L’heure des bilans !

Angelo Dossoumou

Encore une dizaine de jours et 2018 sera conjugué au passé. D’ici à là, douze mois de gouvernance par le régime en place et, au plan personnel, 365 jours de vie et de survie se seront écoulés. A quelques encablures de 2019, l’heure est aux bilans. Du point de vue macroéconomique, c’est d’abord et avant tout, le social qui focalise les attentions. D’ailleurs, il est intimement lié aux facilités offertes aux populations afin d’alléger leurs peines. Alors, avant de goûter aux joies d’une prochaine année prospère annoncée par le Fâ, permettons-nous de jeter un regard rétrospectif sur celle en cours. Evidemment, la plupart des Béninois ne cacheront pas qu’ils ont vraiment serré les ceintures et qu’il faudra que le cuisinier national accélère enfin la cuisson.
Jusqu’ici, malgré les bons points régulièrement décernés par les institutions internationales et les agrégats qui s’améliorent de jour en jour, le panier de la ménagère souffre et le plaisir est toujours un luxe. Justement, c’est pour atténuer, un tant soit peu, les difficultés récurrentes des parents, que des réformes relatives à la pratique syndicale et des initiatives du genre ‘‘cantines scolaires’’ se popularisent. Aussi, pour une large protection des populations, le projet Assurance pour le renforcement du capital humain (Arch) se fait désirer pour mieux aider. Bref, bilan social, franchement, c’est le principal reproche qui n’en finit pas de tomber sur la tête des gouvernants. Alors, pour une meilleure adaptation au contexte Rupture, à notre niveau aussi, faisons un bilan pour y faire facilement face.
Quand le son du tam-tam change dit-on souvent, il faut changer les pas de danse. Car, étant donné que les salaires sont toujours maigres et que les facilités d’antan n’existent presque plus, il y a lieu d’éviter des dépenses folles et inutiles. Sinon, à l’heure du bilan, bonjour les regrets. Déjà, à l’allure où s’ébranle le train de la Rupture, il priorisera toujours, quoi qu’on dise, une solide fondation pour une économie forte et non celle qui nous soutient juste au quotidien. Depuis 2016, l’option est lisible et a longtemps résisté aux lamentations.
Mais, sans vouloir se mentir, pour un pays qui se construit véritablement, la dimension sociale des reformes imposées n’aura rien à voir avec les années de gâchis et de laisser-aller. D’où, aux partenaires sociaux, la nécessité de dialoguer et de négocier au fur et à mesure que les agrégats s’améliorent pour adoucir la chaleur financière qui dure dans les poches des travailleurs.

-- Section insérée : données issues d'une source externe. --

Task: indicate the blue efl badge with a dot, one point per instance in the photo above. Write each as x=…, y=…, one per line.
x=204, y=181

Sur ce point, attendons de voir ce que nous réservent les lendemains d’une énième rencontre entre le chef de l’Etat et les syndicalistes.
Toutefois, et d’ailleurs, c’est ce qui se dit souvent, 2018 doit être, pour chacun et pour tous, une année d’expérience afin que 2019 soit un acquis. D’après Pierre Dac « l’avenir, c’est du passé en préparation ». Et si, dans le Bénin de demain, nous devons personnellement nous réaliser, il n’y a qu’une seule lecture qui vaille : apprendre et beaucoup apprendre de ses erreurs. 2019, c’est bientôt et nous sommes condamnés à faire mieux.